At the Arthouse
A Prophet combines old and new in exhilarating ways
A Prophet, the new film by French director Jacques Audiard, combines the new and the old in exhilarating ways. The film is set in a French prison, and many of its elements will feel familiar to filmgoers. The prison groans with racial tension, mostly between the native French and the North African Muslims, and, most familiarly, in this prison it’s the inmates who set the rules, not the warden.
More specifically, daily life in the prison is controlled by a Corsican gang led by Luciani, played by the magnificently Brandoesque Niels Arestrup, who also made quite an impression in Audiard’s previous film, the very strong The Beat that My Heard Skipped. In that film Arestrup played the kind of father you wouldn’t wish on your worst enemy. He forced his would-be concert pianist son to give up his dreams to help him run his shady real estate operation. His character was a real bastard, but he was so charismatic, and so perversely soulful, that you saw how his intelligent and sensitive son got caught up in his undertow.
The scenario in A Prophet is similar, but also has striking differences. This time the father/son relationship is not literal. Here Luciani adopts (shanghais is a better word) Malik, a young, rootless and aimless French Muslim. Luciani offers Malik the protection of his gang, but in return Malik has to murder a prisoner before the prisoner can testify in court against the Corsicans.
All of this unfurls in the opening moments of the film. You’ve barely settled into your seat before Malik has slashed his unsuspecting victim’s throat with a razor blade in what must be one of the most memorable and revolting murders ever filmed. The throat-slashing is disgusting, but Audiard makes you feel as much for the killer as for the killed. Audiard paints such a convincing portrait of how little choice Malik has in the matter that, even as the blood is spurting, you say to yourself "you know, in his shoes I would’ve done the same thing."
Once Malik has passed this initiation of fire, Audiard shows us his evolution as a criminal, under the tutelage of Luciani. Step by step Malik grows into his new role, as he evolves from a nobody to a somebody. The parallels with Al Pacino’s Scarface are pretty clear, yet newcomer Tahar Rahim’s performance couldn’t be more different from Pacino’s. This is where A Prophet offers something new in crime film.

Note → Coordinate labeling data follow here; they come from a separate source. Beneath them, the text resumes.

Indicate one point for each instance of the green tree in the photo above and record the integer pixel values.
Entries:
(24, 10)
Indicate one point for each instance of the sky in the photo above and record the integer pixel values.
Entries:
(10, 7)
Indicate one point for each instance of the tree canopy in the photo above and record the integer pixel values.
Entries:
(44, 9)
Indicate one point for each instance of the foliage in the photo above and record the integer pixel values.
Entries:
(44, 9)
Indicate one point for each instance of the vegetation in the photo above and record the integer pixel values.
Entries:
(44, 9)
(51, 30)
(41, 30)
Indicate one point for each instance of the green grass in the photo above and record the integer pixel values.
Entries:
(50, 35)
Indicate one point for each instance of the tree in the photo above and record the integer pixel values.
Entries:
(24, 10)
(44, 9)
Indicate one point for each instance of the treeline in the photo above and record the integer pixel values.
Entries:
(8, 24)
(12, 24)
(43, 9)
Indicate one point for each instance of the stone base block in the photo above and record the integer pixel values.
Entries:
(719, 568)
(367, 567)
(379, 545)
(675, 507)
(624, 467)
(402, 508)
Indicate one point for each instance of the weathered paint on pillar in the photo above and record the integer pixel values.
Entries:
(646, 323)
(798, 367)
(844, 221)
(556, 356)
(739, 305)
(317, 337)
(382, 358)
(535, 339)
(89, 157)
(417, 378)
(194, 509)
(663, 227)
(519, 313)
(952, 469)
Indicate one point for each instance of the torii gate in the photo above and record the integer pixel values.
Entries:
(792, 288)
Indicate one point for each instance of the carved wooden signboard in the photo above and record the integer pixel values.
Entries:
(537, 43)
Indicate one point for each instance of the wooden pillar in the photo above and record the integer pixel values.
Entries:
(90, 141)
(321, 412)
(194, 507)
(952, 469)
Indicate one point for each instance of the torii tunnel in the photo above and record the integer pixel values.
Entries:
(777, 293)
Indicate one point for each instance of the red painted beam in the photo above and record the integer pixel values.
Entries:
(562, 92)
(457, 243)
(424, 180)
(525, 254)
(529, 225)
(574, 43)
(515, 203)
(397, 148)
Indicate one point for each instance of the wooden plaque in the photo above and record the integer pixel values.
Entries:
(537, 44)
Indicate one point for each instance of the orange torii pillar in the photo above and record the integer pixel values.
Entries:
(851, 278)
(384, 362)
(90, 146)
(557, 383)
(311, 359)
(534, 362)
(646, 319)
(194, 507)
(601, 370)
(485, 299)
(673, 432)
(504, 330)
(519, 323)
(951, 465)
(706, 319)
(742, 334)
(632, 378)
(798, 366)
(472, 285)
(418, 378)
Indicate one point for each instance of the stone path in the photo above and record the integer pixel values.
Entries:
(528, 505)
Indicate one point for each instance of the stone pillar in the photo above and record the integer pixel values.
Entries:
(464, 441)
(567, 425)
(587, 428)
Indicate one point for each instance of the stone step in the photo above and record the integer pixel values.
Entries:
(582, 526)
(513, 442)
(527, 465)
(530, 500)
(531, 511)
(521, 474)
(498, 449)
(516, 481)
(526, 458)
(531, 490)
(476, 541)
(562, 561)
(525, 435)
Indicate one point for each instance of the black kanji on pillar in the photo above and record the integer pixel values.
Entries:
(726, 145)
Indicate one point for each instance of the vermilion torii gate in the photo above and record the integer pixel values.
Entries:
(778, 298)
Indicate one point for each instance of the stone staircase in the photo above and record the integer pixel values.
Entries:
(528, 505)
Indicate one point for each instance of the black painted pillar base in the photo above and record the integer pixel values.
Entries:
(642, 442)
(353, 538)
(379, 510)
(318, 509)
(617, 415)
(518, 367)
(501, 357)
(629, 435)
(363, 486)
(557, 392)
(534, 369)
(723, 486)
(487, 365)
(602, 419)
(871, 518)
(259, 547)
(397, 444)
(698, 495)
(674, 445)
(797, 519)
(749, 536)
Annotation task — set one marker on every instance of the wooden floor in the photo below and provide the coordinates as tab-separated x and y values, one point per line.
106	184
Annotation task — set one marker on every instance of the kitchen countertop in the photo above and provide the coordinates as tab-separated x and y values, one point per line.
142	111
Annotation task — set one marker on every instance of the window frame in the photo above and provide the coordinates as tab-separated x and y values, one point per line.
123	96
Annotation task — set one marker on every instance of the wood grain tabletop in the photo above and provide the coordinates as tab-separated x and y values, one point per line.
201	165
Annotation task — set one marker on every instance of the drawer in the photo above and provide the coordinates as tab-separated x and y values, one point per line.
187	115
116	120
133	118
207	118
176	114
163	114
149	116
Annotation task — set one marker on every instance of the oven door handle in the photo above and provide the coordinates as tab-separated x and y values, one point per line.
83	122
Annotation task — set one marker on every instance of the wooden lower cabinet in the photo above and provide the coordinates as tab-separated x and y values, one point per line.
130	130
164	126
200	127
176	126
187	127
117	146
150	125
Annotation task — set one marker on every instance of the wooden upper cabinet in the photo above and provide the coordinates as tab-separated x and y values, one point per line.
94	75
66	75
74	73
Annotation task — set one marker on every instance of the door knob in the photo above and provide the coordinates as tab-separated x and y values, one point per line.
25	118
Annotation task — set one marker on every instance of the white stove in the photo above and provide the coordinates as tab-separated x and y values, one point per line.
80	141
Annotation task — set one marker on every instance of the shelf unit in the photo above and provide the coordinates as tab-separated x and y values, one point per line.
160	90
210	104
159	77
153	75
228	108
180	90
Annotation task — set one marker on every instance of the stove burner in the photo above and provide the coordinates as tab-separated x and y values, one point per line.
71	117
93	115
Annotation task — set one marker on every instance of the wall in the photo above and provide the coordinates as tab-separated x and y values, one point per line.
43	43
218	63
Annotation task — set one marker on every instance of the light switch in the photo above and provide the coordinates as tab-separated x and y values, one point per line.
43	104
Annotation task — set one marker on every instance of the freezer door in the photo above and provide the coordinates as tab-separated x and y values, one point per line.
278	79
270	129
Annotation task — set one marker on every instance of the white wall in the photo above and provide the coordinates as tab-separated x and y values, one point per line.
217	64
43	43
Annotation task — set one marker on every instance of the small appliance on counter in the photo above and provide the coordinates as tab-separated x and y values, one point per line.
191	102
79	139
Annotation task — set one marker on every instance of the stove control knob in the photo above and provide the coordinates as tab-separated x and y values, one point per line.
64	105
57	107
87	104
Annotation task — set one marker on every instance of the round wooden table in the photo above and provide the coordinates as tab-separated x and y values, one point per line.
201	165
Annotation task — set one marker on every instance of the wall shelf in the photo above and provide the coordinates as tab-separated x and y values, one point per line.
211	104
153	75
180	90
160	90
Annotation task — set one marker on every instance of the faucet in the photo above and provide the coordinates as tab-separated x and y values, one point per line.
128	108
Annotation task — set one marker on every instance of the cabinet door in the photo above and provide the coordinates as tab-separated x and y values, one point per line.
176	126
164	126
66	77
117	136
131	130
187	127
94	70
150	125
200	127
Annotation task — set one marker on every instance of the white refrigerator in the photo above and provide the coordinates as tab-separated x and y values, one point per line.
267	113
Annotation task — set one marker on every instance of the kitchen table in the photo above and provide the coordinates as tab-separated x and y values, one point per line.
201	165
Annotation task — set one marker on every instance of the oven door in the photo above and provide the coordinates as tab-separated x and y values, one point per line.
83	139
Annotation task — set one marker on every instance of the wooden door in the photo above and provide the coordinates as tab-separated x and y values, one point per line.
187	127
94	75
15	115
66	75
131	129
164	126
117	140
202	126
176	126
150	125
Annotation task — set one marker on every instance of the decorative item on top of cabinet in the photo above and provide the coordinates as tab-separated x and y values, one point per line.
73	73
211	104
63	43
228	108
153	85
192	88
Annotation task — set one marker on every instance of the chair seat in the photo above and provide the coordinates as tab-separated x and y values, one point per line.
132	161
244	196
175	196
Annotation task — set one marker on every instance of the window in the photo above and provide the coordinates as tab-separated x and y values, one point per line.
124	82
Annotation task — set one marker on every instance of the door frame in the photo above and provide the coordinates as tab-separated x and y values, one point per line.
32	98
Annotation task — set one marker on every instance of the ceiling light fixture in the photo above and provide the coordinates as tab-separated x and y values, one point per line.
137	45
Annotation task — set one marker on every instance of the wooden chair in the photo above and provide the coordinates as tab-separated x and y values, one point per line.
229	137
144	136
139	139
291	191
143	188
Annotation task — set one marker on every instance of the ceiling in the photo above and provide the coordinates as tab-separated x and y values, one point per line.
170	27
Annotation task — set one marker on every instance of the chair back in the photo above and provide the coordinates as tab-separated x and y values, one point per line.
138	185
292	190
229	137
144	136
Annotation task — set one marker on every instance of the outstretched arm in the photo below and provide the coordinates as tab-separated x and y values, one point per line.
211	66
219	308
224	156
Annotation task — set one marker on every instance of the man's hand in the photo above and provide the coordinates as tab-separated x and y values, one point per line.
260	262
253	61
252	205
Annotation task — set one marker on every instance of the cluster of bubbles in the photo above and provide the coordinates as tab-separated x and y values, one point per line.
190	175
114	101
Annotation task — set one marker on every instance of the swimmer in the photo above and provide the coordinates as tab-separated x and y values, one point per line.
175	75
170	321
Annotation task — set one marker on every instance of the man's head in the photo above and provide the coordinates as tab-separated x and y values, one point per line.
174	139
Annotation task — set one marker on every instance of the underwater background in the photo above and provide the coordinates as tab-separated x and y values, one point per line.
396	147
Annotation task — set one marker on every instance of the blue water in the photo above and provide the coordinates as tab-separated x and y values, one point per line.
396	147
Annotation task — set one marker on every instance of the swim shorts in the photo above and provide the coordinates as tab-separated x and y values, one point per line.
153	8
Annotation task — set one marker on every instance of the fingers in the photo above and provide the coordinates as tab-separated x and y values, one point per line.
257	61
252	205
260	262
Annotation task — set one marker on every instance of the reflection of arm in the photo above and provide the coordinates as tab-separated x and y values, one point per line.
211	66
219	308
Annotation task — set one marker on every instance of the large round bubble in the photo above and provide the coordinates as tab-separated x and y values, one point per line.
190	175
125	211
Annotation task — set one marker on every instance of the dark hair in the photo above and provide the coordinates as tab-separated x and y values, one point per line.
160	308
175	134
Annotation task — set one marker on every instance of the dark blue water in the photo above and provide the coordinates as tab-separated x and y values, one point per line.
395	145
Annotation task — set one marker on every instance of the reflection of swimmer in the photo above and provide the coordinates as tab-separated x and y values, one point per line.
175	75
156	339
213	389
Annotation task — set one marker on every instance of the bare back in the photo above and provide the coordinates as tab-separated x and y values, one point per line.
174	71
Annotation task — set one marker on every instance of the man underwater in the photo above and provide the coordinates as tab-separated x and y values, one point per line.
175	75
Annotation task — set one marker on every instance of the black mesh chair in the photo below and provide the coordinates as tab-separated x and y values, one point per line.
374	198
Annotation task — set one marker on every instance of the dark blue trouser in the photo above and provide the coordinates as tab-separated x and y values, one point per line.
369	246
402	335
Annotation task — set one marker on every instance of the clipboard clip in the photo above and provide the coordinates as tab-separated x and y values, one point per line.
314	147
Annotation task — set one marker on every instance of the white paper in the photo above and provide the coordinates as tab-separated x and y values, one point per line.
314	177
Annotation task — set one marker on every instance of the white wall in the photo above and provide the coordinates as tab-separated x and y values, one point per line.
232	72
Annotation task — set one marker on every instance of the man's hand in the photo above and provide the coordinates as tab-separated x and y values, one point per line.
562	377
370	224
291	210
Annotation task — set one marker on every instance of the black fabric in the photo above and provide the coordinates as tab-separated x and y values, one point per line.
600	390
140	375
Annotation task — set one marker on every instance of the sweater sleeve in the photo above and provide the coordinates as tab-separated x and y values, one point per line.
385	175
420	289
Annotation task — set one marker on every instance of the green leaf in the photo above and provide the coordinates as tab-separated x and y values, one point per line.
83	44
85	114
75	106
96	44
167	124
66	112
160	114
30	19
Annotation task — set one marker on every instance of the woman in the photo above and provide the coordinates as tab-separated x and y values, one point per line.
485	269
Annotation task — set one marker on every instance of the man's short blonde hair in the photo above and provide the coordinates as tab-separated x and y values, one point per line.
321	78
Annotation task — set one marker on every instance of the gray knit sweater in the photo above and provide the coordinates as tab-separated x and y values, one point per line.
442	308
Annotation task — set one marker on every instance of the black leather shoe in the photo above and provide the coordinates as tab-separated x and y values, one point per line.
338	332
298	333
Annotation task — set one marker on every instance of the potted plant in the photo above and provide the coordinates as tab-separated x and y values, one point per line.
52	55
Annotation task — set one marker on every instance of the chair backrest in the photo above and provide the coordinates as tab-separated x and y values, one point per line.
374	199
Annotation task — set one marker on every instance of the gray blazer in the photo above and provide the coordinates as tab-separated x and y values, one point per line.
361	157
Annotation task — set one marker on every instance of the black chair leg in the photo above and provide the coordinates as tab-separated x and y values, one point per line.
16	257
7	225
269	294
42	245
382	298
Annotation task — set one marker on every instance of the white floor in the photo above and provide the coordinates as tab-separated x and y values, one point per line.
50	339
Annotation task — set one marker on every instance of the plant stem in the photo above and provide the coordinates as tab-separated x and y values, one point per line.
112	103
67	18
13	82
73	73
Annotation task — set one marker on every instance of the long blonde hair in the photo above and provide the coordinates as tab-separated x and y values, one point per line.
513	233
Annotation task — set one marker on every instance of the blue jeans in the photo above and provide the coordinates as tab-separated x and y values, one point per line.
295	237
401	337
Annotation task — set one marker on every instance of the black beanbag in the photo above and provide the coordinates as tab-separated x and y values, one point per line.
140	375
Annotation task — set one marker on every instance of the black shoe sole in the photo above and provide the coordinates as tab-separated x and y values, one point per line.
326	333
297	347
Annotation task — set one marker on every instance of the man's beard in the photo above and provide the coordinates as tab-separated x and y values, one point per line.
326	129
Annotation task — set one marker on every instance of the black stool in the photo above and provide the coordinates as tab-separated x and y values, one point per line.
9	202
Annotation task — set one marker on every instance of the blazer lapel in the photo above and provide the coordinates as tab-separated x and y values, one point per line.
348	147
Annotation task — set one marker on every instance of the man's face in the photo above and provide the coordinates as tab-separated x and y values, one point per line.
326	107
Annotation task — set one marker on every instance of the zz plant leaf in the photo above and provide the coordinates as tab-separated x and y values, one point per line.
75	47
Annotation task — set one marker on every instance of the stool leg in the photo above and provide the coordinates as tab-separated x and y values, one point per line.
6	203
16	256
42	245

Instead of chewing the carpet, a la Pacino, Rahim shows how Malik is really just a product of his environment, and that even as he becomes a full-fledged hitman he retains a haunting vulnerability. Seldom has an onscreen killer been more wide-eyed and sympathetic. Malik experiences the worst that his violent world has to offer, both giving and receiving, but somehow retains his innocence. Or his humanity, at any rate.
The development of Malik’s character is so thorough, patient and detailed that A Prophet feels like a novel. Along with this literary attention to character development, Audiard also creates a handful of stunning cinematic images: the throat-slashing scene, the roadside death of a deer, a high-speed attack by a drug gang.
Really, A Prophet has it all. With it, Audiard establishes himself as one of the world’s great filmmaker.